Simon Marks's genius was to find a way of satisfying the growing market by offering good-quality clothing at affordable prices, and he did so by forging an extraordinarily productive and durable partnership with the hosiery and knitwear trade. This involved not just large orders but close cooperation on design and production methods.
For manufacturers who could meet Marks's exacting standards — they included several immigrant entrepreneurs, such as the Djanogly brothers, who became Marks & Spencer's largest suppliers of outerwear — it was a lucrative business, and it grew even faster after the second world war, with the vogue for mini-skirts, fishnet stockings, knitted leisurewear and sportswear. Only in the last decade, mainly because of cheap imports from low-wage countries, has the relationship broken down.
Yet, as Stanley Chapman explains in this detailed but entertaining history, there was a downside to Marks & Spencer's success. All M&S garments were sold under its own label, and, as it tightened its grip on the clothing trade, the scope for manufacturers to promote their own brands was greatly diminished, Up-market firms like Cox Moore and Pringle could do it, but it was hard to compete directly against M&S in the mass market. Apart from a few outstanding businessmen such as Brian McMeekin (Pretty Polly stockings) and Eric Pasold (Ladybird children's clothing), most firms preferred to throw in their lot with M&S.
While this made commercial sense for the firms concerned, it led to a neglect of design (since garment specifications were laid down precisely by M&S) and a lack of interest in competing for overseas customers. In Italy, by contrast, where there was no dominant mid-market retailer, manufacturers had both the incentive and the opportunity to promote stylish designs of their own, and the knitwear industry was a hugely successful exporter. Italian consumers were in any case more fashionconscious, and more keen on display, than their British counterparts.
These national differences, in Chapman's view, do not completely explain why British firms have lost so much ground to the Italians in recent years. He believes that the absence of design innovation and marketing flair reflects a deep-seated malaise which afflicted the industry for generations. Knitwear, he says, was cursed by a 'craftbased ideology' which was not conducive to entrepreneurial ambition. Interestingly, the two notable exceptions, McMeekin and Pasold, were both outsiders, the former an ex-stockbroker, the latter a Sudeten German from Bohemia.
Chapman castigates the East Midlands firms for relying too long on cheap female labour, and for setting their sights too low. Too many small firms stayed small because their owners were content with modest prosperity and time for other interests rather than great wealth or domination of their industry'. They were parochial, slow to take up new technology, and indifferent to training and education.

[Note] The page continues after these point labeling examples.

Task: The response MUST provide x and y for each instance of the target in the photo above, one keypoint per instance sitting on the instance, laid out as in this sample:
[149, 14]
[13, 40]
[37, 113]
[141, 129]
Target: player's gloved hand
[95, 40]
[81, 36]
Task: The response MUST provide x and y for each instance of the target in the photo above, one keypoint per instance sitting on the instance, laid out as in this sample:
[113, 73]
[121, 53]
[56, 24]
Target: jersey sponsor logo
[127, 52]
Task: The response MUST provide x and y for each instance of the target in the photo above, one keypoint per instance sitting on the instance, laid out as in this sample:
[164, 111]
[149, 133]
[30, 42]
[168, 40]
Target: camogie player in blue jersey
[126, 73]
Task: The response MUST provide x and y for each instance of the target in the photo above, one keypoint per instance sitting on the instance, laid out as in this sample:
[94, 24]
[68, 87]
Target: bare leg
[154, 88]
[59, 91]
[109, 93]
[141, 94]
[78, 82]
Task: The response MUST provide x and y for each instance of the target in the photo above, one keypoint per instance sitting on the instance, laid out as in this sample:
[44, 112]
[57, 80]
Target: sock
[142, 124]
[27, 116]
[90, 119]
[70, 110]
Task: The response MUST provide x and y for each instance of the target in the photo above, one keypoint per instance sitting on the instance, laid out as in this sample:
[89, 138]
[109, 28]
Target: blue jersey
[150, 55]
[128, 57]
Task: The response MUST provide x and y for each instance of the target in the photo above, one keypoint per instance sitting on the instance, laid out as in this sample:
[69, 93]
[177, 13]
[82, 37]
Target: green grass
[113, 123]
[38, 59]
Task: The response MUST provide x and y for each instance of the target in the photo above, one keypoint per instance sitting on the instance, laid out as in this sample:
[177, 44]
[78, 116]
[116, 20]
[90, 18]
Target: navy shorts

This argument is backed by a historical sweep which takes the reader from the invention of the stocking frame in the 16th century, through the Luddite riots that followed the Napoleonic wars, to the invasion of the industry by corporate empirebuilders (led by Frank Kearton) in the 1960s and 1970s. It is a highly informative account of the least studied branch of the British textile industry.
In the end, though, one wonders whether Chapman is too harsh. With hindsight, it is clear that the knitwear-makers should have been quicker to move away from churning out standardised goods (which are now mostly imported) and to adopt the Italian model. But all firms, not just British ones, find it difficult to break out of a formula that has worked well for a long time. Thanks in large part to Marks & Spencer, the East Midlands knitwear firms — or at least the more efficient among them — had a great run for some four or five decades. This is a good deal more than most businesses can hope to achieve.